There is something fundamental buried in all of this: where these people work. Many of them, report the food bank people, work full time for minimum wage and no health insurance at the ring of chain stores that has suburbanized this once unique mountain town.  The big-box retail business has exploded in Missoula, making us a regional market center, part of the cause of our prosperity.  That is, hunger is increasing in our town not in spite of our healthy economy, but because of it.

Hunger in America is no longer a matter of falling through the cracks, of happenstance and misfortune. Hunger has been institutionalized as a part of the economic fabric, including especially the business of selling food.

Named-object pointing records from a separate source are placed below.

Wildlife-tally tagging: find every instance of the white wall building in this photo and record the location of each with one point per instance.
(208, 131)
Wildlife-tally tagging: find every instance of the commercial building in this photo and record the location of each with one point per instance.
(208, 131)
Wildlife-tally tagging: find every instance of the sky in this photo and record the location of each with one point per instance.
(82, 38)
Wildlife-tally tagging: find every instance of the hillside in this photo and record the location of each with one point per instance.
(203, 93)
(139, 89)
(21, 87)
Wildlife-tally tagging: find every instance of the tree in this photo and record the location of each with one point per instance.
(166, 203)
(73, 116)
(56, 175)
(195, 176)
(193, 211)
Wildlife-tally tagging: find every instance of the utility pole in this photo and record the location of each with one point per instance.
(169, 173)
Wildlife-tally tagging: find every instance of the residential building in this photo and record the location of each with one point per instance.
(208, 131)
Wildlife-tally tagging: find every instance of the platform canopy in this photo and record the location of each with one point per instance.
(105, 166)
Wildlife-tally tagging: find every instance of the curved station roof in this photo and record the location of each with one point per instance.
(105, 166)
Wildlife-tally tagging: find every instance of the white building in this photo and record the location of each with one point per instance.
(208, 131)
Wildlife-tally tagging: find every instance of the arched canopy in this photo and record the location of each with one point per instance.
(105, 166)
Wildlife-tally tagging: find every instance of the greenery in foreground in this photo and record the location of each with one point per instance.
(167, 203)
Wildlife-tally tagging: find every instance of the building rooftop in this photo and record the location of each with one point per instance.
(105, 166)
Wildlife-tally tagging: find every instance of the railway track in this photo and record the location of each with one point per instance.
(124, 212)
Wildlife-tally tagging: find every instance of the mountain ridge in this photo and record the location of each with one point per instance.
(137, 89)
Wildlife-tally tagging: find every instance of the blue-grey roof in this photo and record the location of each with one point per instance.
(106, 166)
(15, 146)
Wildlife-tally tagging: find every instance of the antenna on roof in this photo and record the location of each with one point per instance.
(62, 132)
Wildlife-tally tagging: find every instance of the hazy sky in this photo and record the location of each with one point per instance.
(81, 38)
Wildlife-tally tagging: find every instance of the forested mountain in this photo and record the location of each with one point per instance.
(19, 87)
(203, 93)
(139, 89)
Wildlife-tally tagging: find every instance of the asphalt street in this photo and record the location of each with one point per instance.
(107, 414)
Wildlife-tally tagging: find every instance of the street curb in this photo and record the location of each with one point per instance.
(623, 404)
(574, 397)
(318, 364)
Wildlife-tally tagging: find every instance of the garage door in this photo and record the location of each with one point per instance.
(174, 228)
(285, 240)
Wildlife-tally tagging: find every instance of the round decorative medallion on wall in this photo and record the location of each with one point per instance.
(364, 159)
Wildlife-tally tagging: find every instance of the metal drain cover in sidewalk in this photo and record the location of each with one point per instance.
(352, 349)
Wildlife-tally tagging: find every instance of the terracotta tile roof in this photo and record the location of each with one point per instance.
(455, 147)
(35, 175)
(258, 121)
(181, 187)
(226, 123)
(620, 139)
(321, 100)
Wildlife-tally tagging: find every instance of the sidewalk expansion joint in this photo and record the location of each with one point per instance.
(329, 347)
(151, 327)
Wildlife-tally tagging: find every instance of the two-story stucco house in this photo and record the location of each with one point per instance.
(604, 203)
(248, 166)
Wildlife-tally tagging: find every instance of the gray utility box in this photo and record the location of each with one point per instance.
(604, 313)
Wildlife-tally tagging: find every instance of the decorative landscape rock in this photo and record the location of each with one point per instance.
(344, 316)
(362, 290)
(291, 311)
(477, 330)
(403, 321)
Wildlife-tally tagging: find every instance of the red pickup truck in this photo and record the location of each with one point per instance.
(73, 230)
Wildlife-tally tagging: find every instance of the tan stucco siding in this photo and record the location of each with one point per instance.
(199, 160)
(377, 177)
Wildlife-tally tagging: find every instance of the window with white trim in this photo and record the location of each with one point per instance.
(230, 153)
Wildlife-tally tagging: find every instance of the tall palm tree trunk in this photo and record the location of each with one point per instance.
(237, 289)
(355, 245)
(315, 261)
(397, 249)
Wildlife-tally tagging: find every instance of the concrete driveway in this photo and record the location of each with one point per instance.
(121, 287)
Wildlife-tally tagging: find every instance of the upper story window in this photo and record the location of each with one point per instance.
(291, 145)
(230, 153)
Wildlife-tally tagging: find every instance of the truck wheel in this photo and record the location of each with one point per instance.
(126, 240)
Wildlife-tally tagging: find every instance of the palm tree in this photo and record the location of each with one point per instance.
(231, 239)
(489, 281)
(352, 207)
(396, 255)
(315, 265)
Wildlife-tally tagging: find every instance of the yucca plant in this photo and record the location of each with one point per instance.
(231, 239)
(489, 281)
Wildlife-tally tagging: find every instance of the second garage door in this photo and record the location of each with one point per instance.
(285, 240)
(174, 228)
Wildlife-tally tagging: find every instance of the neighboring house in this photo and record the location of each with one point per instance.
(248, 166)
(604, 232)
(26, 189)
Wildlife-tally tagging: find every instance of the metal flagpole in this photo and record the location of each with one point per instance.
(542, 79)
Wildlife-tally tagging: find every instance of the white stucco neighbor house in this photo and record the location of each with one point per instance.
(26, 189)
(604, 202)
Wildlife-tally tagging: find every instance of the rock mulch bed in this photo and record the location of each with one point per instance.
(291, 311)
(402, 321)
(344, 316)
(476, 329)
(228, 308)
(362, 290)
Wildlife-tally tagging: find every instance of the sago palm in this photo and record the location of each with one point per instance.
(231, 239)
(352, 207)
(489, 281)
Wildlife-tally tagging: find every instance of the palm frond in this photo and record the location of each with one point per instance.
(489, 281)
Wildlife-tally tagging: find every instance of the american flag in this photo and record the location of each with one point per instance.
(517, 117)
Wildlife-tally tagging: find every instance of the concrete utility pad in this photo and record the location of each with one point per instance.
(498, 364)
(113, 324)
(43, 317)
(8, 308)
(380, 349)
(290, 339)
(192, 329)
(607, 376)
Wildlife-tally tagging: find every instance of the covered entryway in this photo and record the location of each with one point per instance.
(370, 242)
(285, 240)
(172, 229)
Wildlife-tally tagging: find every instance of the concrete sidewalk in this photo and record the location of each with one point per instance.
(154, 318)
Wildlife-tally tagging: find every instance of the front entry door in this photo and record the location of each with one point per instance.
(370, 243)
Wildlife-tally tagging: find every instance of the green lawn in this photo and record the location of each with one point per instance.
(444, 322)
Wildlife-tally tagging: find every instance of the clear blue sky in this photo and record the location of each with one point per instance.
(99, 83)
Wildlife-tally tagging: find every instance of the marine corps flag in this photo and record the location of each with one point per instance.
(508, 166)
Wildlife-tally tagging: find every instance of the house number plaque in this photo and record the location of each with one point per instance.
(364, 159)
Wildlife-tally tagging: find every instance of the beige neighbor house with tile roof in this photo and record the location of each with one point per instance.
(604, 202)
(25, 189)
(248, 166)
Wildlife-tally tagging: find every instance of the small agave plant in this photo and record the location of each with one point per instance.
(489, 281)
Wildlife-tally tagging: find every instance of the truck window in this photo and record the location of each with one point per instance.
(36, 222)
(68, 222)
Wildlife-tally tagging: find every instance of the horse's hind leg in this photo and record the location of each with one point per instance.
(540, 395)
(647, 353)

For those who "fell through the cracks," of course, hunger was never a happenstance matter.  A system in which a few have a lot and the many have little requires that some go without anything to maintain hierarchy and discipline.

Manning goes on to mention supermarket chains  across Latin America, often owned by the same corporations that own U.S., Canadian, and European supermarkets, which are shutting out small farms destroying the local markets that used to sell the farmers’ products.

(Two of my big hopes for the not-yet-existent organization People Who Give a Damn are to argue economic issues from the perspective of fairness, including the unfair advantages bestowed on large corporations that have nothing to do with skill or service or quality or any legitimate competitive edge, and to redirect our donated social-welfare resources to radical service organizations where a bag of groceries comes with a critique of the economic system that's got you going to a food pantry and a plan of action to change it.)